Las naciones democráticas libran todavía una fiera batalla contra los intentos de 57 países islámicos de imponerle a las Naciones Unidas una resolución que convertiría en un delito de difamación o blasfemia toda referencia o actitud que se considere ofensiva al Islam o a Mahoma. Con ello se pretende validar las sentencias condenatorias impuestas en muchos países musulmanes contra ciudadanos acusados de difamar la religión, como es el caso actual de la cristiana paquistaní, Asia Bibi, quien sigue amenazada de ser ejecutada por ofender al profeta.

En Irán, una mujer está condenada a morir flagelada por adulterio, considerado un delito por el Islam, a pesar del repudio internacional y los reclamos de clemencia que los líderes de la Unión Europea, Estados Unidos, Canadá y el Papa han elevado al gobierno de Teherán, en casos muy emblemáticos. Se recuerda el suplicio a que fue sometido el escritor inglés de origen indio, Salman Rushdie, condenado hace ya varios años por el líder de la revolución iraní, ayatolá Jomeini, por la novela Versos satánicos, en la que se hacen algunas observaciones al Corán. Y las reacciones de extrema violencia en casi todo el mundo musulmán por las viñetas publicadas por un diario danés sobre Mahoma, en una de las muestras más fanáticas e irracionales de intolerancia religiosa de los últimos años a nivel mundial.
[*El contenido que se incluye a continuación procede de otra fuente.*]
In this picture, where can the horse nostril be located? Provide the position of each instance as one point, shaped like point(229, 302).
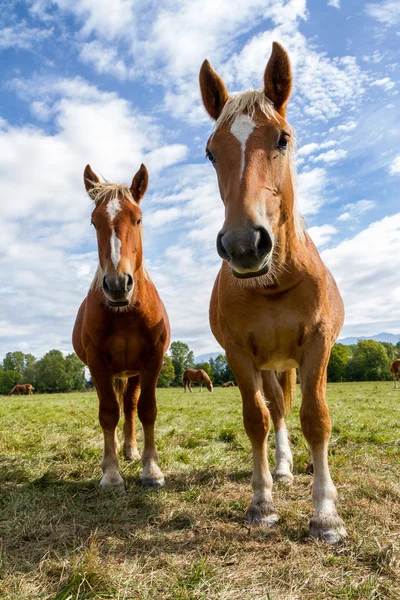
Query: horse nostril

La oposición a este intento de la llamada Conferencia Islámica es enfrentada en el mundo occidental como una amenaza a la libertad de expresión, fundamento básico de la democracia, esfuerzo al que se han unido instituciones multilaterales y ONGs de naciones en las que la libertad religiosa goza de todas las garantías. El Vaticano ha formulado reiterados llamamientos a favor de la puesta en libertad de la cristiana paquistaní, madre de cinco hijos, acusada de ofender a Mahoma. Pero estos justos reclamos no han prosperado.